In late 2019, it supplemented the team by funding an additional third-party audit programme, with ethical audit specialist, Verisio.
However, Boohoo said today it has launched an independent review of its UK supply chain to identify areas of risk and non-compliance, take action to strengthen future compliance, and to provide stakeholders with comfort that similar allegations will not recur in the future.
It committed to releasing an update on the supply chain review at the time of its half year results in September this year.
A further update will be released in January 2021, and April/May next year, followed by publication of a dedicated sustainability report, with the annual accounts in May/June next year.
Chief executive, John Lyttle, said: “As a board we are deeply shocked by the recent allegations about the Leicester garment industry.
“We wish to reiterate how seriously we are taking these matters and we will not hesitate to terminate any relationships where non-compliance with our code of conduct is found.
“Our commitment to an incremental £10m of investment demonstrates our resolve to enforce the highest standards of ethics, compliance and transparency for the benefit of all garment workers. We look forward to regularly updating our stakeholders as we move through this process.”
Russ Mould, investment director at Manchester investment platform AJ Bell, said: “The tide is turning for Boohoo.
“Despite pulling out all the stops, its crisis management efforts aren’t stemming the growing backlash against the company.
“The change in stance towards the retailer is quite remarkable.
“Only a few weeks ago everyone was applauding Boohoo for its ability to continue growing during the pandemic and investors were bidding up its share price to new record highs.
“Now, in the space of days, the share price is falling fast, and a growing army of people are sharpening their knives.
“A clear statement from the company in response to allegations of modern slavery shows it is taking the matter very seriously. Unfortunately, the market doesn’t buy it.

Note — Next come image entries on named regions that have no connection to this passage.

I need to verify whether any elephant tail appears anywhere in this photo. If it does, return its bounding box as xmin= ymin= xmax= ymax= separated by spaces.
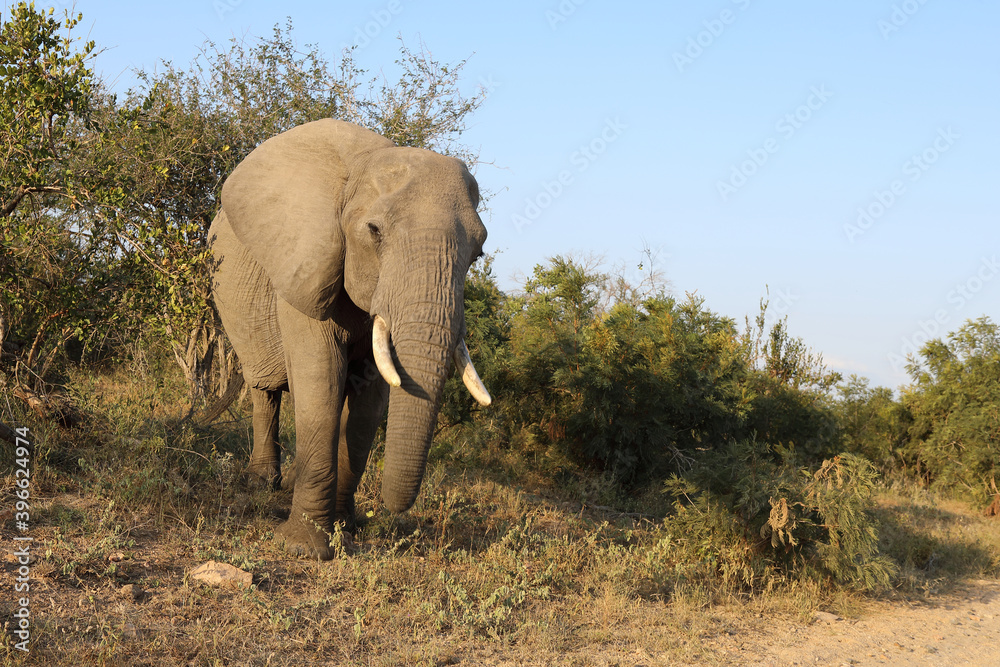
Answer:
xmin=194 ymin=366 xmax=246 ymax=426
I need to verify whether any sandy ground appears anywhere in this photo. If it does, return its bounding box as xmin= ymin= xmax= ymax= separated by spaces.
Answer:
xmin=719 ymin=581 xmax=1000 ymax=667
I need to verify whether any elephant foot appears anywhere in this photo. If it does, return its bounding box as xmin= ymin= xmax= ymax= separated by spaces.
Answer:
xmin=274 ymin=510 xmax=357 ymax=560
xmin=246 ymin=461 xmax=282 ymax=491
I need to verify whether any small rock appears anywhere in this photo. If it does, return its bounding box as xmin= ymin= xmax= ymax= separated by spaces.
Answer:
xmin=191 ymin=560 xmax=253 ymax=588
xmin=118 ymin=584 xmax=146 ymax=602
xmin=815 ymin=611 xmax=844 ymax=623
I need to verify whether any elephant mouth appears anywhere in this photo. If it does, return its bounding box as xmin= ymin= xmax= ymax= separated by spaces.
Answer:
xmin=372 ymin=315 xmax=493 ymax=407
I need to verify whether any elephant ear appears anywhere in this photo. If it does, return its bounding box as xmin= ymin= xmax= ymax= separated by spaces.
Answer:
xmin=222 ymin=119 xmax=394 ymax=319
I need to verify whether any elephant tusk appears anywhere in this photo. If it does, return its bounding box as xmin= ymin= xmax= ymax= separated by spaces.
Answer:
xmin=455 ymin=340 xmax=493 ymax=407
xmin=372 ymin=315 xmax=403 ymax=387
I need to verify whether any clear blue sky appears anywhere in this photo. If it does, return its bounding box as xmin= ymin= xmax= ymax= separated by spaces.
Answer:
xmin=17 ymin=0 xmax=1000 ymax=388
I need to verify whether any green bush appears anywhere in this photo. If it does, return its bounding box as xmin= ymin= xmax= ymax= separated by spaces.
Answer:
xmin=666 ymin=440 xmax=898 ymax=591
xmin=442 ymin=257 xmax=837 ymax=486
xmin=902 ymin=317 xmax=1000 ymax=502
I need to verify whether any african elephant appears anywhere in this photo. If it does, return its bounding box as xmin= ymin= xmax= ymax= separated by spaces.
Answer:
xmin=209 ymin=119 xmax=490 ymax=560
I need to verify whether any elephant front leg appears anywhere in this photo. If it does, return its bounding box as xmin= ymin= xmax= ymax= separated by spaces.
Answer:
xmin=337 ymin=358 xmax=389 ymax=533
xmin=247 ymin=389 xmax=281 ymax=490
xmin=275 ymin=299 xmax=346 ymax=560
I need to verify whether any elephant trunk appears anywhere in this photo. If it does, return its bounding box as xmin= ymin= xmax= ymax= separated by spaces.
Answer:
xmin=382 ymin=232 xmax=464 ymax=512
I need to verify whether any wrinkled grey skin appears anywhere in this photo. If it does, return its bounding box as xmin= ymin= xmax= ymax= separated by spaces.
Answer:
xmin=209 ymin=120 xmax=486 ymax=559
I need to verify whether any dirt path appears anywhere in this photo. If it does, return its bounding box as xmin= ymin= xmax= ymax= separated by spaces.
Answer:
xmin=720 ymin=581 xmax=1000 ymax=667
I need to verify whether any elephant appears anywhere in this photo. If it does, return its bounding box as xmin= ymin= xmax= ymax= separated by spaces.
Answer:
xmin=208 ymin=119 xmax=491 ymax=560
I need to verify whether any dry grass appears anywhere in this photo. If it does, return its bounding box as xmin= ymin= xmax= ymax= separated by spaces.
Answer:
xmin=0 ymin=362 xmax=1000 ymax=665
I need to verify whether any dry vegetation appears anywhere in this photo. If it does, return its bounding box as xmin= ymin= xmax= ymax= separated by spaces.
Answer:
xmin=0 ymin=358 xmax=1000 ymax=665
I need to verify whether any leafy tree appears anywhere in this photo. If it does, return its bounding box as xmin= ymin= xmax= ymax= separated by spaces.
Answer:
xmin=0 ymin=2 xmax=127 ymax=415
xmin=0 ymin=10 xmax=484 ymax=406
xmin=834 ymin=375 xmax=910 ymax=474
xmin=902 ymin=317 xmax=1000 ymax=502
xmin=0 ymin=2 xmax=95 ymax=218
xmin=470 ymin=257 xmax=837 ymax=485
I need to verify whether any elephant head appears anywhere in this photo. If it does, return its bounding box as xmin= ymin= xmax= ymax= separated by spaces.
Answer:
xmin=222 ymin=120 xmax=490 ymax=511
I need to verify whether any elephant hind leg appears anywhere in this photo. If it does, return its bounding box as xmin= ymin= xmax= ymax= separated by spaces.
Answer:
xmin=247 ymin=389 xmax=281 ymax=489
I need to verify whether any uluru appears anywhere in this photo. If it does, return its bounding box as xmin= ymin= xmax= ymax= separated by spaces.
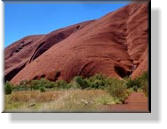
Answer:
xmin=5 ymin=3 xmax=148 ymax=84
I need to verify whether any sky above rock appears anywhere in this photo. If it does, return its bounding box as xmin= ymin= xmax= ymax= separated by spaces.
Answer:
xmin=4 ymin=2 xmax=128 ymax=47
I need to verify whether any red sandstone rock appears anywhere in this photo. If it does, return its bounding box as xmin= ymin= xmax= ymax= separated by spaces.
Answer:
xmin=5 ymin=3 xmax=148 ymax=83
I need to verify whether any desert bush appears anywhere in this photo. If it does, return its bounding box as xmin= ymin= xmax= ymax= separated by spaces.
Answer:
xmin=126 ymin=72 xmax=148 ymax=91
xmin=106 ymin=79 xmax=128 ymax=102
xmin=86 ymin=74 xmax=108 ymax=89
xmin=40 ymin=87 xmax=46 ymax=92
xmin=5 ymin=81 xmax=12 ymax=94
xmin=72 ymin=76 xmax=89 ymax=89
xmin=55 ymin=80 xmax=70 ymax=89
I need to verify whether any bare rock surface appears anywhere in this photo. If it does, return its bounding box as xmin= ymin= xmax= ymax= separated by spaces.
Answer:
xmin=5 ymin=3 xmax=148 ymax=84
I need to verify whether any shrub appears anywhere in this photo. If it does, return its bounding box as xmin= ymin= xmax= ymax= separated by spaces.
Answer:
xmin=126 ymin=72 xmax=148 ymax=91
xmin=87 ymin=74 xmax=108 ymax=89
xmin=107 ymin=79 xmax=128 ymax=102
xmin=5 ymin=81 xmax=12 ymax=94
xmin=55 ymin=80 xmax=70 ymax=89
xmin=73 ymin=76 xmax=89 ymax=89
xmin=126 ymin=78 xmax=142 ymax=91
xmin=40 ymin=87 xmax=46 ymax=92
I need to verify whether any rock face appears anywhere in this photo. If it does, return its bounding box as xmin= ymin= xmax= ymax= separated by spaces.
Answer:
xmin=5 ymin=3 xmax=148 ymax=83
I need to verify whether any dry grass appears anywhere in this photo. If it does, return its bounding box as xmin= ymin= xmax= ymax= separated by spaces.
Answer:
xmin=5 ymin=89 xmax=115 ymax=112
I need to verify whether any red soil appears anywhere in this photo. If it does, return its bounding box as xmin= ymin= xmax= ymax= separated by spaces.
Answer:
xmin=5 ymin=3 xmax=148 ymax=83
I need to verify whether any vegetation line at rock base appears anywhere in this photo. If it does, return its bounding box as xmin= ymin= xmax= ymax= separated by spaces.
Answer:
xmin=5 ymin=72 xmax=148 ymax=101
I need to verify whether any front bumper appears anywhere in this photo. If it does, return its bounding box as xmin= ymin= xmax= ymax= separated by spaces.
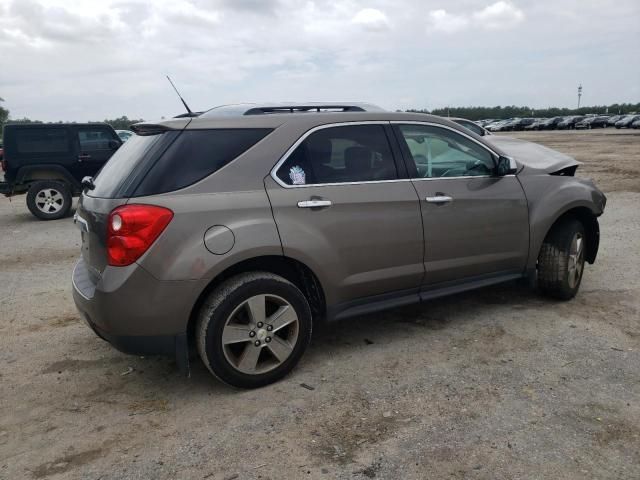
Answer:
xmin=72 ymin=259 xmax=199 ymax=371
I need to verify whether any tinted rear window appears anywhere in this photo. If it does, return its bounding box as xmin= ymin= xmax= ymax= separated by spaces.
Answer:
xmin=135 ymin=128 xmax=271 ymax=196
xmin=15 ymin=128 xmax=69 ymax=154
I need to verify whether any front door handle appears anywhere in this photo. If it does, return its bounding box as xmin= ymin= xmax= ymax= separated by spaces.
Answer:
xmin=298 ymin=200 xmax=332 ymax=208
xmin=425 ymin=195 xmax=453 ymax=204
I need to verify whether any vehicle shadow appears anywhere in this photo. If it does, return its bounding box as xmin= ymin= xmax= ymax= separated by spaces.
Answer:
xmin=180 ymin=281 xmax=554 ymax=393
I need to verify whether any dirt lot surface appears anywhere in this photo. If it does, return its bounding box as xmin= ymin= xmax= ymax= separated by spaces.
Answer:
xmin=0 ymin=130 xmax=640 ymax=479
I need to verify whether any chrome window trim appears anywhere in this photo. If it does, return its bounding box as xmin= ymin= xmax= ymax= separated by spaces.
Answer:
xmin=270 ymin=120 xmax=517 ymax=188
xmin=389 ymin=120 xmax=518 ymax=173
xmin=270 ymin=120 xmax=404 ymax=188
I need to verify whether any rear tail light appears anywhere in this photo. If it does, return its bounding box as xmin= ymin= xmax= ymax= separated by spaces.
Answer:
xmin=107 ymin=205 xmax=173 ymax=267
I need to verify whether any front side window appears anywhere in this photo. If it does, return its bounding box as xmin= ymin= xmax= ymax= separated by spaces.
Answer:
xmin=399 ymin=125 xmax=495 ymax=178
xmin=277 ymin=125 xmax=398 ymax=185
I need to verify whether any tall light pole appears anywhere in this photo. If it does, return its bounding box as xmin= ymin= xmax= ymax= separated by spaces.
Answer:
xmin=578 ymin=84 xmax=582 ymax=108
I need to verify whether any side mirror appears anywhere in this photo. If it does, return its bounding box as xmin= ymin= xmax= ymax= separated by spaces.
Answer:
xmin=496 ymin=156 xmax=518 ymax=177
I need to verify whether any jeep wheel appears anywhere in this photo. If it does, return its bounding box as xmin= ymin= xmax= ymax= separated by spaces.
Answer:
xmin=27 ymin=181 xmax=71 ymax=220
xmin=196 ymin=272 xmax=312 ymax=388
xmin=538 ymin=219 xmax=586 ymax=300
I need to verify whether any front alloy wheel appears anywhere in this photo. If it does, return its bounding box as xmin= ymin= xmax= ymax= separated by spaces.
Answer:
xmin=538 ymin=218 xmax=587 ymax=300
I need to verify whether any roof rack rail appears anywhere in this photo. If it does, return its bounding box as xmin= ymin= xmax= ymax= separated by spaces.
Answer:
xmin=244 ymin=104 xmax=366 ymax=115
xmin=200 ymin=102 xmax=384 ymax=117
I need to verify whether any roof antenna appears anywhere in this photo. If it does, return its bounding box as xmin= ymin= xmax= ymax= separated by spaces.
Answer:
xmin=167 ymin=75 xmax=196 ymax=117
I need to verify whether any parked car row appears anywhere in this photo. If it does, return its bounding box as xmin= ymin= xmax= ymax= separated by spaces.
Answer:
xmin=476 ymin=114 xmax=640 ymax=132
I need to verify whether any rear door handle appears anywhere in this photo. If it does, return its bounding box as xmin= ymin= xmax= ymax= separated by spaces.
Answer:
xmin=298 ymin=200 xmax=332 ymax=208
xmin=425 ymin=195 xmax=453 ymax=204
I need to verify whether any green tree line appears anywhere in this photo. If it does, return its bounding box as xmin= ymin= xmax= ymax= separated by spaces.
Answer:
xmin=407 ymin=103 xmax=640 ymax=120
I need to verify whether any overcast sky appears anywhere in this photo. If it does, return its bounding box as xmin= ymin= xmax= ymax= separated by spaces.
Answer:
xmin=0 ymin=0 xmax=640 ymax=121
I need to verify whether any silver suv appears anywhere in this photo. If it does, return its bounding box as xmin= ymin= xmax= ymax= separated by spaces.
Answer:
xmin=73 ymin=105 xmax=606 ymax=388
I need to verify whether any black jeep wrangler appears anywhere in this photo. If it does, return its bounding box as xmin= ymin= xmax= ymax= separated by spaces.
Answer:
xmin=0 ymin=123 xmax=122 ymax=220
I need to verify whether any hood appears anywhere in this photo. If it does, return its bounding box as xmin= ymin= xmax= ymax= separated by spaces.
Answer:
xmin=485 ymin=135 xmax=581 ymax=173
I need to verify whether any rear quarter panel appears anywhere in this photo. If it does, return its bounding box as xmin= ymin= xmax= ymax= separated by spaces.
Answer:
xmin=134 ymin=188 xmax=282 ymax=281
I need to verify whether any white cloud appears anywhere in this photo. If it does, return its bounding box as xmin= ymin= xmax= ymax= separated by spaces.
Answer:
xmin=429 ymin=0 xmax=525 ymax=33
xmin=0 ymin=0 xmax=640 ymax=121
xmin=429 ymin=9 xmax=469 ymax=33
xmin=473 ymin=1 xmax=524 ymax=30
xmin=351 ymin=8 xmax=390 ymax=32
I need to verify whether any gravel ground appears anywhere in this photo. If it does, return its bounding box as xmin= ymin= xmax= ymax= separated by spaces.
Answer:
xmin=0 ymin=130 xmax=640 ymax=479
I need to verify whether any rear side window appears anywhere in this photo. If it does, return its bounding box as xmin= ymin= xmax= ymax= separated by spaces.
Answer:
xmin=87 ymin=131 xmax=180 ymax=198
xmin=136 ymin=128 xmax=272 ymax=196
xmin=78 ymin=128 xmax=114 ymax=152
xmin=276 ymin=125 xmax=398 ymax=185
xmin=15 ymin=128 xmax=69 ymax=154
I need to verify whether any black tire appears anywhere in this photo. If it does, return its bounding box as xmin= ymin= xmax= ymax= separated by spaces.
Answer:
xmin=27 ymin=180 xmax=72 ymax=220
xmin=196 ymin=272 xmax=312 ymax=388
xmin=538 ymin=219 xmax=587 ymax=300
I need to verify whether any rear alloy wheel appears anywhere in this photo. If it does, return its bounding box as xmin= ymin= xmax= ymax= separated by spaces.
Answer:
xmin=538 ymin=219 xmax=586 ymax=300
xmin=27 ymin=180 xmax=71 ymax=220
xmin=196 ymin=272 xmax=311 ymax=388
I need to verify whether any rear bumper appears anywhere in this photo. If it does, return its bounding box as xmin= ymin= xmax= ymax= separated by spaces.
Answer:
xmin=0 ymin=182 xmax=13 ymax=197
xmin=72 ymin=259 xmax=199 ymax=369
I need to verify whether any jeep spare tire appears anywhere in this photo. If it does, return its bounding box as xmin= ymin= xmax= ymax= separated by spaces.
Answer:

“Undertaking a thorough review of its supply chain should have been done a long time ago as allegations about poor supplier working practices date back to 2017.
“Saying it will also look for two non-executive directors with skills in handling ESG (Environmental, Social, and Governance) issues also suggests it is reacting a little too late.
“Boohoo looks like a classic case study in the making for poor ESG practices given the supplier and wage controversy, its actions in buying companies from connected parties and the very large incentive plans for directors.
“It’s also worth considering that the nature of the fast fashion model and low-price tag mean that many of its customers are buying clothes, wearing them once and chucking them, which is hardly ethical.
“Social media can help build a brand very quickly as influencers show off a company’s products. However, the reverse is also true.
“A social media backlash is now building against Boohoo as the likes of Next and ASOS temporarily stop selling its clothes and reality TV star Vas J Morgan becomes the first influencer and former Boohoo collaborator to boycott the brand.”